Which leaves me wondering about the status of the other half of the year, the September to February portion. Will it become golf’s ‘wasteland’ that jaded players will target for downtime?
All these date changes seem to heighten the sense of
separation between the two halves of the global season.
There’s already a growing sense of division on the American circuit. Eight tournaments comprised the 2017 portion of the 2017-’18 wraparound season, one more than last time. Justin Thomas banked $US1,766,500 to lead the moneylist as one year ended and another began. That’s some deficit to chase down for those who choose to use October to December as downtime.
Adam Scott, who historically constructs a playing schedule about as meticulously as any golfer on the planet, has lamented the pressure brought about by the need to chase prizemoney and world ranking points by playing more often late in the year. His ranking slid from seventh in the world at the start of last year to 31st exiting the Australian PGA Championship. That’s despite registering four top-10s from 19 starts in 2017.
Still, he can see the flip side of adding events. “It takes the pressure off as you get a bit of an off-season through Christmas and New Year,” Scott said at the CIMB Classic in Malaysia in late 2016. “It’s nice to be able to have this event with FedEx Cup points, and next week, HSBC Champions, and try to get off to a bit of a flyer. I think a lot of guys like coming to this event for that specific reason. You can get off to a good start.”
He’s right, and more players are treating the late-season tournaments with a similar approach. Yet for the tour elite, playing these events scattered around the globe must be like showing up for summer school.
Scheduling is a very personal aspect of tour life and what works for some players invariably doesn’t fit others. Players eschewing the late-year grind instead see the October to December or January and February stints as the chance to rest and prepare for the height of the season. But they invariably get to choose only one or the other. Rose qualified for the winners-only Tournament of Champions in Hawaii in early January but elected to skip the trip to paradise in favour of rest after a hectic run of tournaments that took him to (in order) Shanghai, Turkey, Dubai, Hong Kong, the Bahamas and Jakarta.

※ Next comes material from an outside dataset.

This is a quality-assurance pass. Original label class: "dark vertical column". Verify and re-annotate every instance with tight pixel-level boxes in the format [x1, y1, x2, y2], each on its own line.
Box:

The upshot of it all is: the tournaments in the ‘have not’ part of the golf calendar will fight harder – wherever they are in the world – to draw elite fields. It’s been an issue in Australia for decades, prompting several opinions on whether a February sequence of tournaments might make more sense than the current November/December timing. It could be a masterstroke for the PGA Tour of Australasia, or it might be a case of shuffling deckchairs on the Titanic.
But back to Rose, who, somewhat ironically, won three of those six far-flung tournaments he played in late 2017, outside his targeted window on the golf calendar. Which just goes to show there is no rhyme or reason to when good form strikes, even in the game’s top echelon.